In fact, however, Israel had already significantly restricted the movement of goods to and from Gaza since 2001, and long before Hamas took control. In 2005, the Middle East Quartet - the United States, the EU, the UN and Russia - mediated the Agreement on Access and Movement, in part to help determine Gaza's ability to trade and interact with the outside world ahead of Israel's withdrawal that year from its settlements in Gaza. The AMA remains the UN's benchmark for how many truckloads of goods should enter and leave Gaza. Israel has never come close to meeting those quotas.

Israel did dramatically tighten the blockade on Gaza in the wake of the Hamas takeover, but Mrs Najar, who proudly proclaims her family's Fatah ties, is in no doubt that it has little to do with Hamas and has little effect on the movement's control over Gaza. "They say they want to punish Hamas. But they are punishing everybody." The deadly raid that put a violent halt to the flotilla's attempt to reach Gaza was therefore watched closely in the Najar household, as it was throughout Gaza. Kefayeh, whose continued education is a source of obvious pride to her parents, said the activists onboard "deserve all our respect".
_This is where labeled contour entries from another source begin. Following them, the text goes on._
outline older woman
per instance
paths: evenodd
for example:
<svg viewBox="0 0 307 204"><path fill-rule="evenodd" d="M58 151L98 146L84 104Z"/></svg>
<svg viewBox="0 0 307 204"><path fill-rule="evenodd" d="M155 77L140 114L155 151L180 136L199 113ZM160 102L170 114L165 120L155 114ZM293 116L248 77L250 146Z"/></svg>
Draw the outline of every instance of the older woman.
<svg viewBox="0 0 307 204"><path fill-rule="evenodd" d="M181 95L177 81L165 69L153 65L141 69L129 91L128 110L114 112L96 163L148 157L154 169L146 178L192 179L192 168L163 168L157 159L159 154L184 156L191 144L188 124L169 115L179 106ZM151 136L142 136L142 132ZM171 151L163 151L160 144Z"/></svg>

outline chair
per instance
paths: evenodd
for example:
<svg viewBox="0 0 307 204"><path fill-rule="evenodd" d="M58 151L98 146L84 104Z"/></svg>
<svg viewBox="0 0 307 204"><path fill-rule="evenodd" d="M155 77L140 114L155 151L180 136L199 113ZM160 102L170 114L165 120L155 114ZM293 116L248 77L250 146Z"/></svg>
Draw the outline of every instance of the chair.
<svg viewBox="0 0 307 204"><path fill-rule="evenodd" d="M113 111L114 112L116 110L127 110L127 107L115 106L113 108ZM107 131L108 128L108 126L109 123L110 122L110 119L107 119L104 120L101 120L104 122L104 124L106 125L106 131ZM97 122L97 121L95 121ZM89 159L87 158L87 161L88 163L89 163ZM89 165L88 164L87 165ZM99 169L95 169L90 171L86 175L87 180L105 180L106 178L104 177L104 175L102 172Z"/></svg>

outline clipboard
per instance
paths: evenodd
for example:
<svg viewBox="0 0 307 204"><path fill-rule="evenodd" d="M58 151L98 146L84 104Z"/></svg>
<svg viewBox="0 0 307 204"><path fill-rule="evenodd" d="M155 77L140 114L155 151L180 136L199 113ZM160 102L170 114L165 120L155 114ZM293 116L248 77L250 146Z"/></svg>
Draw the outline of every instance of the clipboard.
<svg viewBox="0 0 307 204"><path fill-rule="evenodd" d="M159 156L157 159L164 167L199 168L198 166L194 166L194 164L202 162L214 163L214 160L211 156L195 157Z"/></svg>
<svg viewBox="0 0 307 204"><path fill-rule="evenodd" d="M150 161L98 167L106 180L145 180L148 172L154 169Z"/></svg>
"But governments need to be involved," said Kefayeh, who has a habit of folding her face into a serious expression when talking, adopting a pose suitable to the career in broadcast journalism that she hopes to pursue. "Israel showed how determined it is to keep the siege, and without international help it will continue." Ending the blockade, she added, is the only remedy for Gaza's ills. "They've destroyed our lives with this siege," said Mr Najar. "I used to be a strong man, a good worker. Now, I can't feed my family. I am a beggar. End the siege and leave us alone in Gaza. We will feed ourselves."